Extremely robust recognition of printed numerals
Each page of a Swiss census has an identification number that when recognized, serves as its key into the evolving databases. It was crucial that these numbers be recognized with 100% accuracy and absolutely no errors. For this reason, we developed a recognition routine for printed numerals, which was trained for a specific typeset.

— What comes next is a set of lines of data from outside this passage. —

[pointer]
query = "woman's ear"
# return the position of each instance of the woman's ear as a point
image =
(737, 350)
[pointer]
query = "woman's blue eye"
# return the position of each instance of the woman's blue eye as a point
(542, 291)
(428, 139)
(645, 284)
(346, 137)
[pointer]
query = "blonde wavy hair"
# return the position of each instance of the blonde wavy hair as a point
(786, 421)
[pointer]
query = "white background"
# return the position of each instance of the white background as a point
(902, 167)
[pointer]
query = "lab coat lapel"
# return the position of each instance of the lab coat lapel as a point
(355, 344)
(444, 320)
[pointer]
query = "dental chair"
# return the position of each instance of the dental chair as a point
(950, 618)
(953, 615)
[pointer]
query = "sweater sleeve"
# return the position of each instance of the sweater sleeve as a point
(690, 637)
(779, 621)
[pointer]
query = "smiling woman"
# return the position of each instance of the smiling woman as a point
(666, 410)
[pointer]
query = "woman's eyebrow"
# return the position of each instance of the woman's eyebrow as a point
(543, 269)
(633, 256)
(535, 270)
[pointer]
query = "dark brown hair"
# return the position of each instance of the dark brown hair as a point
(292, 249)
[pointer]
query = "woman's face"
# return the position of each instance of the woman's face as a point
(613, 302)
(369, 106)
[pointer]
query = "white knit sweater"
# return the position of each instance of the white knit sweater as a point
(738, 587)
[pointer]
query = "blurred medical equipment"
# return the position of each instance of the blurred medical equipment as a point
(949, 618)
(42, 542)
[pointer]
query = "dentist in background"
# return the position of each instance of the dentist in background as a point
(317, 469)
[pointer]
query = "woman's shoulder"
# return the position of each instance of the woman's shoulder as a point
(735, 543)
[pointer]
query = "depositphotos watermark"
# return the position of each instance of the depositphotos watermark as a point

The idea behind this technique is based on the selection of special points for each character pair, which distinguishes between them with high reliability. We searched for all distinguishing points and used all the information available for the decision process. For this data field, we achieved recognition rate approaching 100%.

Recognition of hand written numerical data
Many of the data fields in each form are numeric in nature (for example, birth date, ID number, etc.) and contain almost no internal context. For these fields we developed a routine capable of recognizing hand written symbols limited to a set of ten numerals. This algorithm is composed of a segmentation procedure, a decision network, and a verification process. Segmentation transforms the bitmap image of a given character into a graph, which preserves the topological information of the image and describes the symbol in terms of lines, curves, angles and other geometric features. This graph is then processed by a decision tree, which classifies the symbol into a specific category. Once the decision is made, a verification process is used to determine the reliability of the decision. The verification uses statistical methods to evaluate the probability that the decision made for a given character image is correct. If the verification result matches the decision with a high probability, the numeral is recognized; otherwise, it is marked as not reliable. Using this routine, a 95% recognition ratio was achieved and 90% of the cases were classified as reliable. Out of these cases, the substitution ratio was only 0.4%. Only 10% of the cases were rejected as unreliable. Of these rejected cases, 55% were still recognized correctly.

Recognition of hand written alphanumeric data
The kernel for the recognition for handwritten alphanumeric data is aimed at providing automatic capture of hand-written capital letters. In principle, the recognition process follows the same steps as the numerical recognition, but because the symbol set is much larger, a much more detailed description has been used for the segmentation process. The decision process is based on eliminating possible outcomes using filters for specific feature settings. The result of the decision is therefore not only one outcome, but rather a set of possibilities. The average size of this list is about two characters. In general, alphanumeric data contains some context information. In the case of the Swiss census forms, context was used by specifying dictionaries of possible answers for each question. Therefore, the next step in the recognition process is to search for the best match out of the results of the possible answers for the specific field.

The following image is a sample of a census form. It is constructed of printed alphanumeric characters and alphanumeric characters.

Click to see full size 
Click to see full size
Figure 30 - A sample of census form

Success Story - Israeli Census

The OCR technologies for the Israel census are similar to those used in the Swiss census. However, a more efficient handling of OCR uncertainties was required. As part of this project, we developed SmartKey (see the section on SmartKey above).

The customer reported a total of 0.2% error rate.

In one of the survey booths, a summary of statistics was collected:

  • Recognition rate of a specific important field - 100%
  • Barcode recognition rate - 97%
  • Handwritten numerals - 29.4%

The remaining 70% of the handwritten numerals were manually verified using SmartKey. Out of all the characters handled by SmartKey a total of 1.3% were marked as false recognition. These characters were then typed in manually. Over 98% were verified as correct, thus, no manual typing was required.